О хозяине, чье имя носила вилла, говорили туманно: американский посланник. И каждый почитал своим долгом призадуматься: а ведь и впрямь имелось где-то американское посольство, а в нем таинственный Лепони; куда он делся потом? Строил ли он дом по моему вкусу в духе Эдгара По или купил уже построенный неким местным фантазером? Был ли он шпионом, как большинство посланников? Не было ли у него в роду, часом, какого-нибудь пирата, чей призрак мог бы подружиться с привидением контрабандиста Антти, чтобы резаться в азартные картежные игры, нет, не спрашивайте меня в какие, я картежник начинающий. И вот, знаете, режутся. Особенно в полнолуние, страсти кипят, оба проигрывать не привыкли, за неимением попугая кричат сами по очереди классическое: “Пиастры! Пиастры! Пиастры!” Тут замолчал он, в паузе завыли дуэтом, то дуо, то соло, два чухонских кота; она рассмеялась, расхохотался и он.

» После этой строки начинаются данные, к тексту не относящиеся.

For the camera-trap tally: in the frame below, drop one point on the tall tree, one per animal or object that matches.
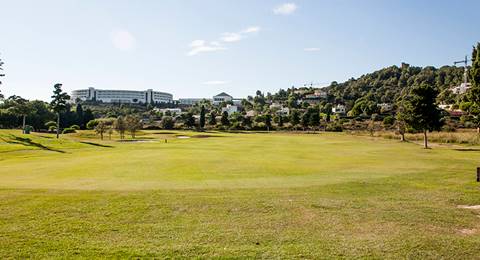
(202, 117)
(295, 118)
(21, 108)
(212, 120)
(79, 113)
(224, 120)
(420, 111)
(1, 75)
(59, 103)
(120, 126)
(268, 121)
(133, 124)
(474, 93)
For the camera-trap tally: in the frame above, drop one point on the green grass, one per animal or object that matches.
(239, 195)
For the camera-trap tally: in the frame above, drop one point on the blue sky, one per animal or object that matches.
(199, 48)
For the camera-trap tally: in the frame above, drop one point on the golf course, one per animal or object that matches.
(182, 194)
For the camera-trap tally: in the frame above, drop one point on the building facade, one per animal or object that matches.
(121, 96)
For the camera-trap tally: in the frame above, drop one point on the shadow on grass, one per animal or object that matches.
(13, 139)
(468, 149)
(95, 144)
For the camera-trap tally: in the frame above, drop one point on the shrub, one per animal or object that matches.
(388, 121)
(167, 123)
(49, 124)
(68, 130)
(92, 124)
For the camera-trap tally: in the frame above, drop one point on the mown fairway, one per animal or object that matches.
(235, 195)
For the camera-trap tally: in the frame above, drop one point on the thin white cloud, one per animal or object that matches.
(285, 9)
(200, 46)
(215, 82)
(253, 29)
(312, 49)
(231, 37)
(123, 40)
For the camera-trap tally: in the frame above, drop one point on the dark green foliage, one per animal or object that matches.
(202, 117)
(419, 109)
(224, 120)
(212, 120)
(474, 93)
(167, 122)
(68, 130)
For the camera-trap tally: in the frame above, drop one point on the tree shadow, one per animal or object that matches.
(95, 144)
(28, 142)
(467, 149)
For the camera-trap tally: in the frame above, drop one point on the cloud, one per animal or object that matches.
(253, 29)
(215, 82)
(285, 9)
(200, 46)
(311, 49)
(231, 37)
(123, 40)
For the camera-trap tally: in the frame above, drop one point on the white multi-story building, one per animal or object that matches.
(222, 97)
(121, 96)
(230, 109)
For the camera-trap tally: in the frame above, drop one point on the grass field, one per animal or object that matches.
(238, 195)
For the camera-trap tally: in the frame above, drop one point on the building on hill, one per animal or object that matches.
(339, 109)
(190, 101)
(222, 97)
(230, 109)
(462, 89)
(121, 96)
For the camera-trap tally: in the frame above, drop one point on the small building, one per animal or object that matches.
(222, 97)
(339, 109)
(462, 89)
(230, 109)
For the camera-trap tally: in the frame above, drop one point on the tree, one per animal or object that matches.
(101, 128)
(133, 124)
(202, 117)
(305, 120)
(295, 118)
(1, 75)
(120, 126)
(224, 120)
(167, 122)
(20, 107)
(474, 93)
(268, 121)
(420, 111)
(188, 120)
(59, 103)
(212, 120)
(314, 119)
(79, 113)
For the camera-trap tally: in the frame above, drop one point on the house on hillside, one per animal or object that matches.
(222, 97)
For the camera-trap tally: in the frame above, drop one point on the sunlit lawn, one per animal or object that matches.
(263, 195)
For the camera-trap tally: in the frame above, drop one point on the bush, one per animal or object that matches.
(49, 124)
(388, 121)
(68, 130)
(92, 124)
(167, 123)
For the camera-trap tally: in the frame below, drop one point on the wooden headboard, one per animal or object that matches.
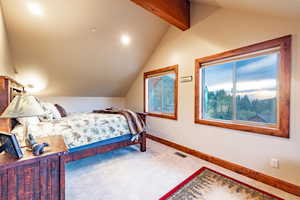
(9, 88)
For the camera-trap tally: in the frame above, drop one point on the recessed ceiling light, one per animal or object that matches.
(125, 39)
(35, 9)
(93, 30)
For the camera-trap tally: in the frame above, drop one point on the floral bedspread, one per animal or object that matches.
(80, 129)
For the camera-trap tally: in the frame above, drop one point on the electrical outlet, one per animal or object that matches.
(274, 163)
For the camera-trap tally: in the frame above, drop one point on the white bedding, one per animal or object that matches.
(80, 129)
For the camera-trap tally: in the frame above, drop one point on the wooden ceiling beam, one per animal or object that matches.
(175, 12)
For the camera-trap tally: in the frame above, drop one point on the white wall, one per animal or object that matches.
(85, 104)
(215, 30)
(6, 64)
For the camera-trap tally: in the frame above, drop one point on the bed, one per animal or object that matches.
(85, 134)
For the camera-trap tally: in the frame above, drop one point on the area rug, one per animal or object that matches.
(207, 184)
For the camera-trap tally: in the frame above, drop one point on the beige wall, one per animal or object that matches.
(215, 30)
(85, 104)
(6, 65)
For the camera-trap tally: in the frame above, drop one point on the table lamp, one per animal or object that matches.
(23, 106)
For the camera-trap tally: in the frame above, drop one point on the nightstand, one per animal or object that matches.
(34, 177)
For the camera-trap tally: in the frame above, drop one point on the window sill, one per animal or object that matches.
(265, 130)
(173, 117)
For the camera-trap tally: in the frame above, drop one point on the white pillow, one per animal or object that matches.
(51, 112)
(28, 120)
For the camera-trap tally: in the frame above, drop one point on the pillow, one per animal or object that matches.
(51, 113)
(61, 110)
(28, 120)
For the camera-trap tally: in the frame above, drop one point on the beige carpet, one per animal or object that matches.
(128, 174)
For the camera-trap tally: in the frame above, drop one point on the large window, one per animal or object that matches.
(246, 89)
(161, 92)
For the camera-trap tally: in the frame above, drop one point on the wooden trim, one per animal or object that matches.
(258, 176)
(175, 12)
(284, 89)
(158, 71)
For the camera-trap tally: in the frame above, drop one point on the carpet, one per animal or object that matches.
(207, 184)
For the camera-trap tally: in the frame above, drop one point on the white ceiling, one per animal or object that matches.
(289, 9)
(58, 50)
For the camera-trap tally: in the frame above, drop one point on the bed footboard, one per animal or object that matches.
(143, 142)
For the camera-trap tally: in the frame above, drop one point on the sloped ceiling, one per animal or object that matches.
(73, 48)
(289, 9)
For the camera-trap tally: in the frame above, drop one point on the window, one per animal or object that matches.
(161, 92)
(246, 89)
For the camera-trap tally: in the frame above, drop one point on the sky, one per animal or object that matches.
(256, 77)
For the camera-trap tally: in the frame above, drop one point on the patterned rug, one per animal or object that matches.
(207, 184)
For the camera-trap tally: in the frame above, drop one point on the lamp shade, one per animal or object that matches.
(23, 106)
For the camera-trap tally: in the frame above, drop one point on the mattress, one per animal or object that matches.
(80, 129)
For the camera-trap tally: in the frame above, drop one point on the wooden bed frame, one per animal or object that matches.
(9, 88)
(77, 155)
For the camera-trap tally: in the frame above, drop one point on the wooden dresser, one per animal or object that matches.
(34, 177)
(9, 88)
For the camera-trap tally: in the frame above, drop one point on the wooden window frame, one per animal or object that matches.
(283, 125)
(174, 69)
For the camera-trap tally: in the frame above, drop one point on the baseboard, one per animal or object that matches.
(269, 180)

– На нашей артистической даче, – сказала она, – надпись двойная, посмотрите, когда мы вернемся: “Лепони Пьетинен”. Мейерхольд очень смешно рассказывал, как выяснял у сторожа, кто их них двоих владелец виллы, и старый финн называл то одного, то другого, никак не мог выбрать.

– Вы всякую историю завершаете цитатой из Мейерхольда. Какая удача, что вы подвернули ногу, из Москвы приехала матушка ваша за вами ухаживать, вы с ней сняли комнатку возле кофейни и не живете боле вместе с труппою в доме Эшеров…

Ночь по-августовски была полна звезд, возле редких фонарей толклись ополоумевшие мотыльки, на освещенных верандах царили чаепития, кто-то в темноте играл на гитаре, оружейный магазин у вокзала давно был закрыт, на даче Захаровых отыграли в крокет на закате, гость Сережа Прокофьев уехал в Петербург вместе с хозяином, в поезде продолжали они обсуждать утреннюю прогулку пешком в Келломяки по лесной дороге на скорость, “кто быстрее”.

– Как тепло, – сказала она.

– Странно, – сказал он, – в это лето Териоки, как летний город, южный, мы словно в Крыму. Вот сейчас прокрадемся мимо дома часовщика, обойдем кусты, – а там Черное море.

– Да разве он часовщик? – спросила она.

– Мозер? Конечно, часовщик. Покупайте часы фирмы Мозера.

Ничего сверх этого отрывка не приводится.